Credit Cards and Bankruptcy

Before filing for bankruptcy, many debtors have triaged their debts, paying some while allowing others to become delinquent.  Most of these debtors want to know if they can keep that special credit card and keep it out of the bankruptcy.  The answer is no.  When a debtor files bankruptcy, they must include all of their outstanding debts and credit card accounts in the bankruptcy. That means that even if you have a small balance on that credit card you must include it in the bankruptcy because it is a revolving credit line with an outstanding balance, regardless of how small it is. It doesn’t matter that you paid every month and paid on time. Failing to include the credit card in the bankruptcy could cause your bankruptcy case to be dismissed.

But what if my credit card doesn’t have a balance?
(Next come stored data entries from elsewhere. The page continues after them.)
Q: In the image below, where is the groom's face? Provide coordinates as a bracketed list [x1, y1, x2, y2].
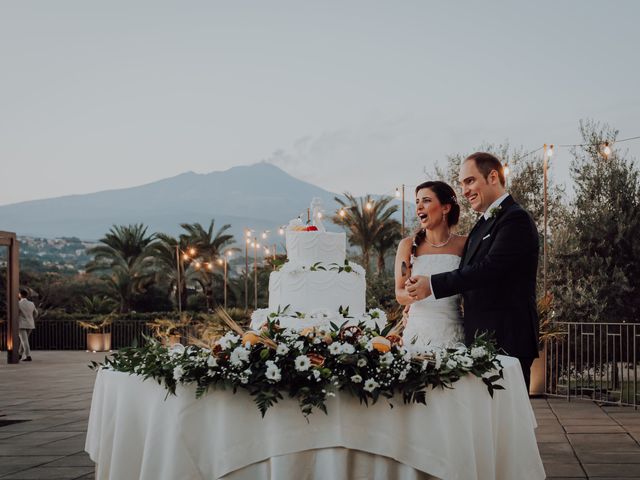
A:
[459, 159, 499, 213]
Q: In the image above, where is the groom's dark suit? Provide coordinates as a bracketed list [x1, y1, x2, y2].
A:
[431, 195, 540, 387]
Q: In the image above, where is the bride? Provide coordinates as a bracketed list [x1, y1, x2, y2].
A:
[395, 181, 467, 351]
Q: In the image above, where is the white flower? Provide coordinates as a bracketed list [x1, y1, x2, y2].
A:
[380, 352, 395, 366]
[368, 308, 387, 322]
[230, 346, 250, 366]
[357, 358, 367, 367]
[276, 343, 290, 356]
[265, 360, 282, 382]
[294, 340, 305, 351]
[351, 374, 363, 383]
[421, 360, 429, 371]
[470, 346, 487, 359]
[398, 370, 408, 381]
[207, 355, 218, 368]
[172, 365, 184, 381]
[312, 369, 321, 380]
[363, 378, 380, 392]
[328, 343, 342, 355]
[341, 343, 355, 354]
[458, 356, 474, 368]
[446, 359, 458, 370]
[168, 343, 185, 357]
[434, 351, 443, 370]
[365, 340, 374, 352]
[294, 355, 311, 372]
[217, 332, 240, 350]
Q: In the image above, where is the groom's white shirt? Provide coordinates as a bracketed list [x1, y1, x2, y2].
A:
[482, 192, 509, 220]
[427, 192, 510, 299]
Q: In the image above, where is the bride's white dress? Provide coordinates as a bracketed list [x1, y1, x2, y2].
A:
[402, 254, 464, 351]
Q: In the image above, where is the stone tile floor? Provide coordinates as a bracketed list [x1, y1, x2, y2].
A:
[2, 352, 640, 479]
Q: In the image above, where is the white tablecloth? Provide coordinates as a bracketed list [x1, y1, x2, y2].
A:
[85, 355, 545, 480]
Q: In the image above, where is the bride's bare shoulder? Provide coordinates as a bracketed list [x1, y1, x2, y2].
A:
[453, 234, 467, 253]
[397, 236, 413, 252]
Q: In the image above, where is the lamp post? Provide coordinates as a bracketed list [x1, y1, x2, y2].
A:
[244, 229, 252, 311]
[175, 245, 196, 314]
[218, 250, 232, 309]
[542, 144, 554, 296]
[396, 184, 405, 237]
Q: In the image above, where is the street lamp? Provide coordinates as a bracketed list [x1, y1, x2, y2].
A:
[542, 144, 554, 296]
[396, 184, 405, 237]
[218, 250, 232, 309]
[175, 245, 196, 314]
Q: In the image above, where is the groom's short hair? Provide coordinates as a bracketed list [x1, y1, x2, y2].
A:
[465, 152, 506, 186]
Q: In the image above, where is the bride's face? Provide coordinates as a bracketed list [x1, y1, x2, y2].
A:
[415, 188, 449, 230]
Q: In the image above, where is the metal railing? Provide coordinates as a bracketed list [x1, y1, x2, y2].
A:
[0, 320, 156, 351]
[546, 322, 640, 407]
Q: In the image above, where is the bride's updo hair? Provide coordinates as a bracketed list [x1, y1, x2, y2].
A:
[411, 181, 460, 259]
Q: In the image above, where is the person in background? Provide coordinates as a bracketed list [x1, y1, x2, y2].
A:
[18, 288, 37, 362]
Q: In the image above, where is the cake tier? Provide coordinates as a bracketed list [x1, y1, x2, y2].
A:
[268, 269, 365, 316]
[250, 308, 387, 332]
[285, 231, 346, 265]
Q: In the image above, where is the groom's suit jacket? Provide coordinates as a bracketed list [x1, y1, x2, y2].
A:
[431, 195, 540, 359]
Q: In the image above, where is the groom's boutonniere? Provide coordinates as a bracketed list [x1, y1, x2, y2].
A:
[488, 205, 502, 219]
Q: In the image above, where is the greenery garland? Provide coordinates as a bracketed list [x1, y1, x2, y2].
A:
[92, 321, 505, 417]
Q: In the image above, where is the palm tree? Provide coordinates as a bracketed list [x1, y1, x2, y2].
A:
[180, 220, 237, 309]
[373, 219, 402, 275]
[332, 194, 399, 274]
[86, 224, 156, 312]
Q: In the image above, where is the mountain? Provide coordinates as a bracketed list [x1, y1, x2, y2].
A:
[0, 163, 372, 242]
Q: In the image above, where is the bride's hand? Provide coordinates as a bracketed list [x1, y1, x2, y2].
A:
[402, 305, 410, 327]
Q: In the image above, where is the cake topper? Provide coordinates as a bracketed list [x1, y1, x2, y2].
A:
[310, 197, 326, 232]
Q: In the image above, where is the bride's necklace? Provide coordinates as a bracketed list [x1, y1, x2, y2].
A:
[425, 232, 453, 248]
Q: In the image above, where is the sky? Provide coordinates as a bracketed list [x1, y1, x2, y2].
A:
[1, 1, 638, 206]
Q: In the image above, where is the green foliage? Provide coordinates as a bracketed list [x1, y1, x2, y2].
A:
[550, 120, 640, 323]
[331, 194, 400, 274]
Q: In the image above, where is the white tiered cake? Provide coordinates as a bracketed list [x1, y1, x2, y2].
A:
[268, 230, 366, 316]
[250, 204, 386, 332]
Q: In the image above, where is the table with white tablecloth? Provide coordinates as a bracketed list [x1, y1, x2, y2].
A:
[85, 355, 545, 480]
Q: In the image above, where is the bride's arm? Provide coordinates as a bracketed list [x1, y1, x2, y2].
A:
[395, 237, 416, 306]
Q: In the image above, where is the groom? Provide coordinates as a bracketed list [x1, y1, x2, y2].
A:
[406, 152, 540, 391]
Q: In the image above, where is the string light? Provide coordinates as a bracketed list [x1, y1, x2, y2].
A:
[261, 232, 268, 239]
[339, 208, 346, 218]
[217, 258, 224, 266]
[264, 248, 270, 255]
[194, 261, 201, 269]
[365, 201, 373, 211]
[503, 164, 510, 177]
[189, 247, 197, 256]
[226, 250, 233, 257]
[245, 230, 252, 238]
[207, 263, 213, 271]
[246, 238, 251, 245]
[317, 212, 323, 219]
[182, 253, 189, 261]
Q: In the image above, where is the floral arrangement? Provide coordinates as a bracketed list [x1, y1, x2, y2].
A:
[93, 309, 505, 417]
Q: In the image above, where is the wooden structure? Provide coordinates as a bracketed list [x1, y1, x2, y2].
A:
[0, 231, 19, 364]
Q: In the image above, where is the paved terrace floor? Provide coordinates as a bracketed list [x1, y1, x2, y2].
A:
[2, 352, 640, 480]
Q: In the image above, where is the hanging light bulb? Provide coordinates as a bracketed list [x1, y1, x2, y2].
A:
[602, 142, 612, 159]
[264, 248, 270, 255]
[182, 253, 189, 261]
[278, 227, 285, 235]
[189, 247, 197, 256]
[207, 263, 213, 271]
[226, 250, 233, 257]
[217, 258, 224, 266]
[339, 208, 346, 218]
[261, 232, 267, 239]
[245, 230, 251, 238]
[317, 211, 323, 219]
[194, 261, 201, 269]
[365, 201, 373, 211]
[395, 187, 401, 198]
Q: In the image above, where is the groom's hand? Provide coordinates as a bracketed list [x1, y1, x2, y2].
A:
[406, 275, 432, 300]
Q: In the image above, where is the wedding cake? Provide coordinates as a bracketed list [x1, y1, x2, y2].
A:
[250, 199, 386, 331]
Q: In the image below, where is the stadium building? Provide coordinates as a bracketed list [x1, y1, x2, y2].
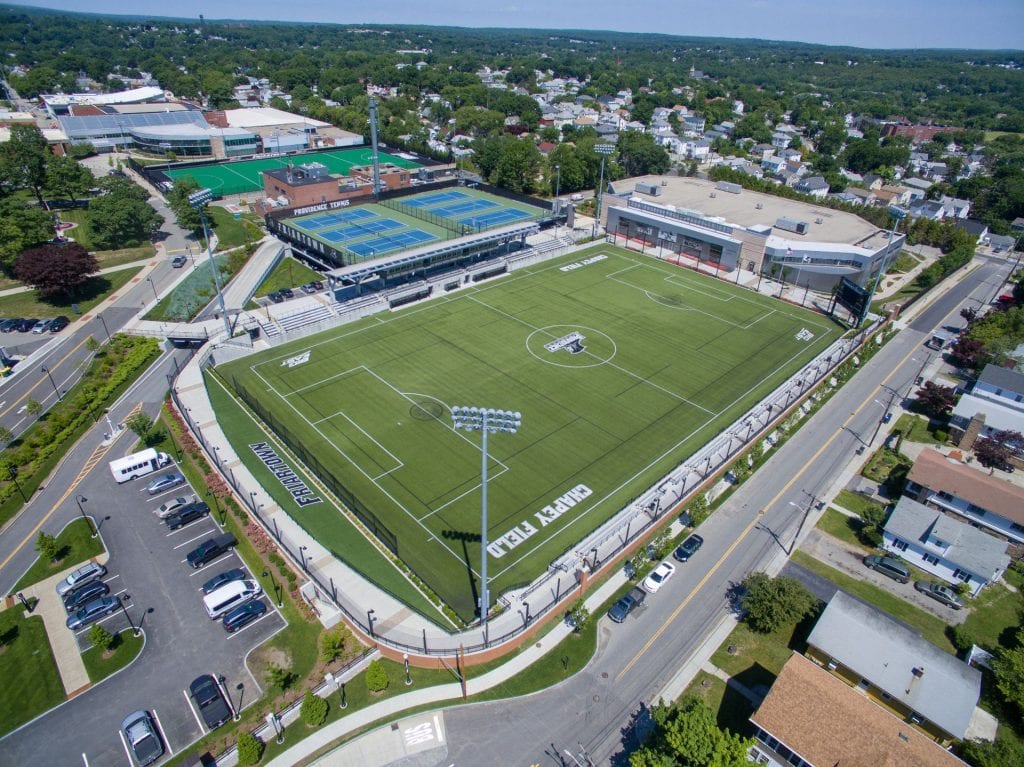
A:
[604, 176, 905, 292]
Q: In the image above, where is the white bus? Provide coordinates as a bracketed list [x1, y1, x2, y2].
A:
[109, 448, 172, 483]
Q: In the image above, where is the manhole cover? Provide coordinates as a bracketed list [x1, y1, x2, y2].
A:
[601, 672, 608, 679]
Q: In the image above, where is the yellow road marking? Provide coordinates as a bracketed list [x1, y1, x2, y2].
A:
[0, 335, 94, 419]
[615, 334, 922, 683]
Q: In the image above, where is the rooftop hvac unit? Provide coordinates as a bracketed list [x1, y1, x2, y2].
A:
[715, 181, 743, 194]
[755, 202, 763, 209]
[815, 217, 823, 224]
[775, 217, 809, 235]
[661, 179, 668, 186]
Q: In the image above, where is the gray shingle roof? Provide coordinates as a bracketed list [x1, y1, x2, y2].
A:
[884, 496, 1010, 579]
[977, 363, 1024, 394]
[807, 591, 981, 739]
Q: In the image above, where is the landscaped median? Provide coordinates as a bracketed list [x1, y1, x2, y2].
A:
[0, 603, 64, 737]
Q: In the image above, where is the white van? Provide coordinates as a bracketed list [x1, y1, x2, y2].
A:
[109, 449, 172, 483]
[203, 580, 262, 619]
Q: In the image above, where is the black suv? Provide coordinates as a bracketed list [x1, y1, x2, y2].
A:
[673, 534, 704, 562]
[186, 533, 238, 568]
[164, 501, 210, 530]
[189, 674, 232, 730]
[62, 580, 110, 613]
[607, 587, 646, 623]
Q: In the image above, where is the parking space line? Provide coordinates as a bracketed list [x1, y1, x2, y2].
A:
[164, 520, 215, 538]
[81, 753, 89, 766]
[152, 709, 173, 757]
[183, 688, 206, 733]
[118, 727, 133, 765]
[186, 552, 237, 574]
[173, 530, 216, 550]
[225, 611, 273, 639]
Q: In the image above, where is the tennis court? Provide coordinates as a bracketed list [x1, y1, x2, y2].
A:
[459, 208, 531, 229]
[299, 208, 376, 230]
[389, 187, 546, 234]
[162, 148, 422, 197]
[429, 199, 497, 217]
[402, 190, 470, 209]
[345, 229, 437, 257]
[320, 218, 404, 243]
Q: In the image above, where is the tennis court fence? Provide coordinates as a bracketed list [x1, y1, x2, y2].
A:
[380, 197, 471, 237]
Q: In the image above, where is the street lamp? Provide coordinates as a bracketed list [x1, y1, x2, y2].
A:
[450, 406, 522, 645]
[862, 206, 906, 324]
[40, 366, 62, 401]
[592, 143, 616, 239]
[299, 545, 308, 572]
[75, 494, 96, 538]
[120, 593, 140, 637]
[403, 653, 412, 686]
[188, 188, 231, 337]
[366, 609, 376, 638]
[262, 569, 282, 607]
[554, 164, 561, 200]
[145, 276, 158, 302]
[96, 313, 111, 341]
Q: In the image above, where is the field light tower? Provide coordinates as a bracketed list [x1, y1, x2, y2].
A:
[592, 143, 616, 239]
[861, 205, 906, 325]
[451, 406, 522, 645]
[188, 188, 232, 337]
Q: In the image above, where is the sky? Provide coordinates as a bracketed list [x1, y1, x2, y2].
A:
[6, 0, 1024, 51]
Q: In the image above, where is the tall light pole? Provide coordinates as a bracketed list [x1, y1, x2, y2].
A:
[188, 188, 231, 337]
[451, 406, 522, 645]
[554, 164, 561, 200]
[75, 494, 96, 538]
[862, 206, 906, 324]
[40, 366, 62, 401]
[592, 143, 615, 239]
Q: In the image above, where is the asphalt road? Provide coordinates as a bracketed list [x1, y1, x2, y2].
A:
[439, 256, 1010, 767]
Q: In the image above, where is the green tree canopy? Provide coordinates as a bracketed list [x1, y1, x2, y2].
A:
[617, 131, 671, 177]
[0, 197, 55, 275]
[14, 241, 98, 299]
[88, 177, 163, 250]
[0, 125, 51, 204]
[741, 572, 818, 633]
[46, 155, 95, 203]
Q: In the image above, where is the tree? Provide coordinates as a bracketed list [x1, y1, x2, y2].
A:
[46, 155, 95, 203]
[991, 627, 1024, 716]
[740, 572, 817, 633]
[319, 624, 351, 664]
[0, 125, 50, 203]
[25, 398, 42, 419]
[89, 623, 115, 652]
[0, 198, 57, 276]
[913, 381, 957, 418]
[365, 659, 389, 692]
[491, 138, 543, 194]
[300, 689, 329, 727]
[125, 412, 156, 445]
[166, 178, 205, 234]
[14, 242, 98, 299]
[0, 426, 12, 447]
[975, 430, 1023, 468]
[88, 178, 163, 250]
[958, 736, 1024, 767]
[630, 696, 753, 767]
[265, 662, 295, 692]
[617, 131, 671, 177]
[35, 531, 60, 562]
[236, 731, 264, 767]
[948, 337, 988, 371]
[567, 598, 590, 633]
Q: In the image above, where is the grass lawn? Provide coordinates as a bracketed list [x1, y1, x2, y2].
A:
[59, 209, 156, 264]
[209, 206, 262, 251]
[13, 518, 105, 591]
[791, 550, 955, 653]
[143, 253, 234, 322]
[889, 252, 921, 273]
[0, 606, 65, 737]
[252, 256, 321, 298]
[682, 673, 756, 736]
[816, 508, 869, 549]
[891, 412, 934, 443]
[861, 447, 913, 490]
[81, 629, 144, 683]
[0, 266, 142, 319]
[962, 567, 1024, 652]
[710, 616, 815, 694]
[833, 489, 886, 518]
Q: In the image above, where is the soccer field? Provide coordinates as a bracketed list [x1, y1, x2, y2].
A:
[218, 247, 841, 621]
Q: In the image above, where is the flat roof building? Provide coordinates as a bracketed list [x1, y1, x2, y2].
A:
[603, 176, 904, 292]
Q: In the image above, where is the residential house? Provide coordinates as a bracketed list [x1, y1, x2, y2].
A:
[990, 233, 1016, 252]
[861, 173, 884, 190]
[925, 161, 949, 180]
[779, 148, 802, 164]
[681, 138, 710, 161]
[1011, 216, 1024, 235]
[771, 131, 792, 149]
[761, 155, 786, 175]
[940, 195, 971, 219]
[908, 199, 946, 221]
[804, 592, 982, 744]
[879, 184, 912, 206]
[883, 496, 1010, 595]
[732, 99, 744, 114]
[682, 114, 705, 136]
[845, 187, 877, 206]
[750, 143, 775, 161]
[830, 191, 863, 205]
[951, 364, 1024, 452]
[955, 219, 989, 244]
[904, 448, 1024, 546]
[903, 176, 933, 200]
[794, 176, 829, 199]
[750, 654, 968, 767]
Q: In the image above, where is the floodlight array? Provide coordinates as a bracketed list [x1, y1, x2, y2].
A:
[450, 406, 521, 434]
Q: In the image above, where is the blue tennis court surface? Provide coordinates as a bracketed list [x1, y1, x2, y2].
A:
[430, 199, 497, 217]
[297, 208, 375, 230]
[402, 190, 470, 208]
[320, 218, 404, 243]
[459, 208, 531, 228]
[346, 229, 437, 257]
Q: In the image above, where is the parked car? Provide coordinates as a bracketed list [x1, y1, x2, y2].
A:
[300, 283, 317, 294]
[607, 587, 647, 623]
[914, 580, 964, 610]
[146, 472, 186, 495]
[642, 561, 676, 594]
[0, 318, 20, 332]
[62, 580, 110, 613]
[189, 674, 232, 730]
[66, 595, 119, 630]
[121, 710, 164, 766]
[201, 567, 246, 595]
[49, 315, 70, 332]
[279, 287, 295, 299]
[16, 318, 37, 332]
[673, 534, 704, 562]
[164, 502, 210, 530]
[187, 533, 238, 569]
[31, 318, 53, 333]
[55, 561, 108, 597]
[171, 255, 188, 268]
[862, 554, 910, 584]
[222, 599, 267, 632]
[267, 290, 284, 304]
[882, 411, 893, 424]
[156, 496, 191, 519]
[310, 280, 324, 291]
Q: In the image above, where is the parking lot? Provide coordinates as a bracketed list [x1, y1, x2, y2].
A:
[2, 462, 287, 767]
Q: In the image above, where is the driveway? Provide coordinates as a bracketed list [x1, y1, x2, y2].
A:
[796, 528, 967, 624]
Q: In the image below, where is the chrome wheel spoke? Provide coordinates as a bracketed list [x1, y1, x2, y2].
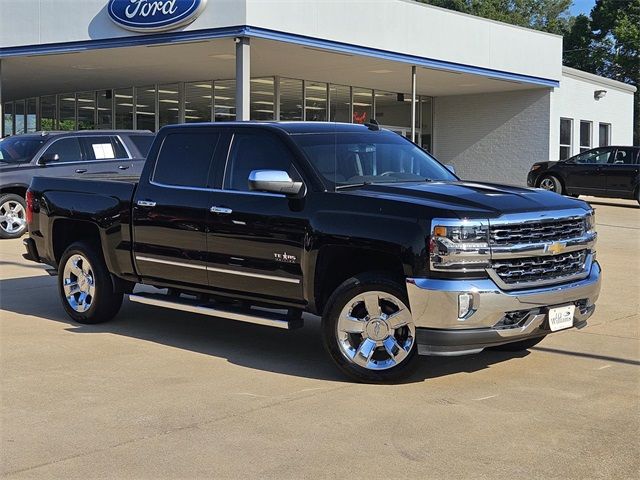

A credit card with no balance technically does not need to be listed in your bankruptcy. However, most credit card lenders cancel a debtor’s account once they have filed for bankruptcy, even if that card was not included in the bankruptcy filing.  While it may be possible to reapply for a credit card with the same lender after your bankruptcy discharge, you may be starting from square one with a higher interest rate and maybe even a secured credit card account.

It is important for debtors who file bankruptcy to understand that while you can technically reaffirm any debt during bankruptcy; it is probably not a wise decision to do so with a credit card.  Even if your credit card account was in good standing before bankruptcy, the lender will most likely increase your interest rate after the bankruptcy filing and automatically cancel the account. And why reaffirm credit card debt when you can get a fresh start (free of credit card debt) after bankruptcy and apply for a secured credit card?